The 1st part of the article talks about amp market and copycat products built from ... "rare and expensive amp (we're talking 30k these days)"... and I assume that that's what you meant before reading futher in the article. Sorry!

http://www.guitarplayer.com/story.asp?sectioncode=6&storycode=7


----------



## Jeff Flowerday (Jan 23, 2006)

IMO, if possible an amp cranked up with sound/react better than pedals. Problem I have is that in most situations I can't crank an amp up so I have to depend on pedals.


Fuchs:

I have an ODS 30, that I've done most of the SLX mods on. In most cases his description is spot on. Warning: It's a different type of tone and feel. It's overfiltered so it's stiff and doesn't respond like cranked Fender or Marshall. (I'm going to mod mine to fix this). It's extremely smooth, and if you are used to some edge in your rock tone you aren't going to be happy with the Fuchs.

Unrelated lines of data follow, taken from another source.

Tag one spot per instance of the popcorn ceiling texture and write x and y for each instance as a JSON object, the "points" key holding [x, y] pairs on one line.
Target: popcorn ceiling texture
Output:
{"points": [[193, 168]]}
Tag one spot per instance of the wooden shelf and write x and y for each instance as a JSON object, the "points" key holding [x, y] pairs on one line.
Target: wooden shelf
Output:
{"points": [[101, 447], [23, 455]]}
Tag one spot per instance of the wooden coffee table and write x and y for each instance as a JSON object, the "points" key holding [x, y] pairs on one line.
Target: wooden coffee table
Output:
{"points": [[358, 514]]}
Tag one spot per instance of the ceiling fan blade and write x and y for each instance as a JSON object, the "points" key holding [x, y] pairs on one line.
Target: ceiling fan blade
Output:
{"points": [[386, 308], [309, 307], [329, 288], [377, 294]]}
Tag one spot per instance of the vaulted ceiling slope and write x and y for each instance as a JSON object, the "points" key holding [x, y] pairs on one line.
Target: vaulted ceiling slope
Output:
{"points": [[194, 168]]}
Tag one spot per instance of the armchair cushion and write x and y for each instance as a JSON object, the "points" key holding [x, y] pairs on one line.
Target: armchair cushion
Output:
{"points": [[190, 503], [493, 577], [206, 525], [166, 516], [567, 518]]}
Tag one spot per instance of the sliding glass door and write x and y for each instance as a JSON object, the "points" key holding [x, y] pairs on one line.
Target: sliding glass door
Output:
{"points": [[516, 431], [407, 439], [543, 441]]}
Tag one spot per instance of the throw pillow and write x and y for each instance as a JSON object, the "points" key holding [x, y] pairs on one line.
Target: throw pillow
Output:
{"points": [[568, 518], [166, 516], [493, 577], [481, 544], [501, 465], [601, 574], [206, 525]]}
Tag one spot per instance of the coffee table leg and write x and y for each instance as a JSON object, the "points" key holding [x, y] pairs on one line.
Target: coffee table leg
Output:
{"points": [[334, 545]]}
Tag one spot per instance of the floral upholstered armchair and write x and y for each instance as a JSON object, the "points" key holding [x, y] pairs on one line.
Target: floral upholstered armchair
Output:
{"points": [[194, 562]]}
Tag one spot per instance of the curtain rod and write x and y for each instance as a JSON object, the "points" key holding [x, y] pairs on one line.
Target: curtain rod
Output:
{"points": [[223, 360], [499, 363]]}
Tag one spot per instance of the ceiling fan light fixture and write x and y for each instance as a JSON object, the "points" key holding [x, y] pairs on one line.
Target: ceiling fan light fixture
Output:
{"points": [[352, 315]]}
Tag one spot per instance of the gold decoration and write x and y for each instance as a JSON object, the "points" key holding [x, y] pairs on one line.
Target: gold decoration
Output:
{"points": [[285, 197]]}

That said it sustains for days and goes into feedback by simply thinking about it.   



Jeff


----------



## Q_L_R (Mar 13, 2006)

Ofender, I think the $30K price tag refers to the Dumbles that Fuchs, Two Rock, et al are copying.


----------



## david henman (Feb 3, 2006)

Jeff Flowerday said:


> I have an ODS 30, that I've done most of the SLX mods on. In most cases his description is spot on. Warning: It's a different type of tone and feel. It's overfiltered so it's stiff and doesn't respond like cranked Fender or Marshall. (I'm going to mod mine to fix this). It's extremely smooth, and if you are used to some edge in your rock tone you aren't going to be happy with the Fuchs.
> That said it sustains for days and goes into feedback by simply thinking about it.   Jeff



...intriguing. is it your main amp?


----------



## Jeff Flowerday (Jan 23, 2006)

david henman said:


> ...intriguing. is it your main amp?


Nope, I have 9 amps. I haven't been able to find the perfect speaker for it yet, that fight might be over there is a Heritage G12H30 waiting for me at L&M right now. I'm always messing with the darn thing, Scott Lerner always has some mods to try.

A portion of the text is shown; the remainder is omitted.